Mehr als 130 Jahre Geschichte

Das Vivantes Klinikum Am Urban blickt auf eine bewegte Geschichte zurück. Seit seiner Eröffnung im Jahr 1890 ist es ein Spiegel der medizinischen, gesellschaftlichen und politischen Geschichte Berlins.

Heute verfügt das das Haus über zwölf medizinische Fachabteilungen, eine zentrale Notaufnahme und rund 620 Betten. Pro Jahr werden etwa 65.000 Patientinnen und Patienten im Klinikum Am Urban behandelt.

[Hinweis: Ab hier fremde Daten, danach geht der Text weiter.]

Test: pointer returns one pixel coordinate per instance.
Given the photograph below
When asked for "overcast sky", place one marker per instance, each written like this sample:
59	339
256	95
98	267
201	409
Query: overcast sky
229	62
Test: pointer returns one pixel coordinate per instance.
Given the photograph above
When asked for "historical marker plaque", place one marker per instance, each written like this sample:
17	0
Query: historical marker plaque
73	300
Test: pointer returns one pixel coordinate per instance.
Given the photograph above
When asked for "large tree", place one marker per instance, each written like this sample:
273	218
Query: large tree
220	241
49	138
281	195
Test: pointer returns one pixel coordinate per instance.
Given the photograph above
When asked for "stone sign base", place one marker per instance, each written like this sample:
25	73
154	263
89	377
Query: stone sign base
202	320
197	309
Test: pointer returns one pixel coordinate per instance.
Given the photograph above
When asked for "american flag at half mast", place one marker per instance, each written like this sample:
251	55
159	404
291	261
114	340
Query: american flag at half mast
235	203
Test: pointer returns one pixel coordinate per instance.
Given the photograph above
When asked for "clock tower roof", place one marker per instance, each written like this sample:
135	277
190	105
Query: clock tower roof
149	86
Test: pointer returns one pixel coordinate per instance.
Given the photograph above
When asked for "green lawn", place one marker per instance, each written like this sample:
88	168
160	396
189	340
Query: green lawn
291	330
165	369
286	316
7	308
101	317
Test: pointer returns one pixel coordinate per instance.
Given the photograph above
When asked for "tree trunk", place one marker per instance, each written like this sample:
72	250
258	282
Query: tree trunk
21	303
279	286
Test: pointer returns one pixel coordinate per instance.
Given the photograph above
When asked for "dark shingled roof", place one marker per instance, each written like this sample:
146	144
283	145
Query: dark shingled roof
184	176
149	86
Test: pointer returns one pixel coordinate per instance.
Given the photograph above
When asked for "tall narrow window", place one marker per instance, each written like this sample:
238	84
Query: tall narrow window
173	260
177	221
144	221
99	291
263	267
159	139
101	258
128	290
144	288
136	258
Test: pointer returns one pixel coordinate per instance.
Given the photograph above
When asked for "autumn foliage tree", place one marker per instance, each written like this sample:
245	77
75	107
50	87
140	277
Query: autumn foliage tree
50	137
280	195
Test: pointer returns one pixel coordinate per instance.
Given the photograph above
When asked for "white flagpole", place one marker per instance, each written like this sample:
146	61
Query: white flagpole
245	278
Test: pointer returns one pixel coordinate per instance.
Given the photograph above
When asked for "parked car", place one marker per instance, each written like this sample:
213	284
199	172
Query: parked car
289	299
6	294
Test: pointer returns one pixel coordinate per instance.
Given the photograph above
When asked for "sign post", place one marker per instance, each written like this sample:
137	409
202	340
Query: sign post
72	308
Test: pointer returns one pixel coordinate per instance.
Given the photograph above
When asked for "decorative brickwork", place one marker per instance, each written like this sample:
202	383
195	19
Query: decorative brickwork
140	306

Am 10. Juni 1980 wurde das Krankenhaus Am Urban als drittes städtisches Krankenhaus Berlins eröffnet. Geführt wurde das Haus von den beiden Ärztlichen Direktoren Albert Fraenkel und Werner Körte. Neben ihnen fanden weitere bedeutende Ärzte ihre berufliche Heimat im Krankenhaus Am Urban, so zum Beispiel der spätere Begründer der Behindertenfürsorge Konrad Biesalski sowie der bekannte Biochemiker Leonor Michaelis. Auch Alfred Döblin, der mit seinem Roman „Berlin Alexanderplatz“ später Weltruhm erlangte, arbeitete vor seiner Karriere als Schriftsteller als Arzt im Krankenhaus Am Urban.

In der Zeit des Nationalsozialismus war das Krankenhaus Am Urban Schauplatz von Verbrechen und so genannten Säuberungen: Jüdische Ärzte oder politisch anders Denkende wurden verhaftet, vertrieben und misshandelt. Im Sinne der NS-Rassenhygiene wurden außerdem Zwangssterilisationen und Schwangerschaftsabbrüche durchgeführt.

1970 eröffnete der damalige Bundespräsident Gustav Heinemann den vom Architekten Peter Poelzig entworfenen und heute unter Denkmalschutz stehenden Neubau. Die Bettenanzahl verdoppelte sich durch diesen Erweiterungsbau auf 1.200.

Nach den großen Veränderungen, die die deutsche Wiedervereinigung für die Berliner Krankenhauslandschaft mit sich brachte, war das Krankenhaus Am Urban in den 1990er Jahren dann von Schließungsplänen des Berliner Senats bedroht, die abgewendet werden konnten.

Anfang 2001 begann ein neuer Abschnitt: Das Krankenhaus Am Urban wurde mit weiteren acht Berliner Krankenhäusern Teil der Net-Ge GmbH. Wenige Monate später fand man mit „Vivantes Netzwerk für Gesundheit GmbH“ einen einprägsameren Namen, der heute für den größten kommunalen Krankenhauskonzern Deutschlands steht.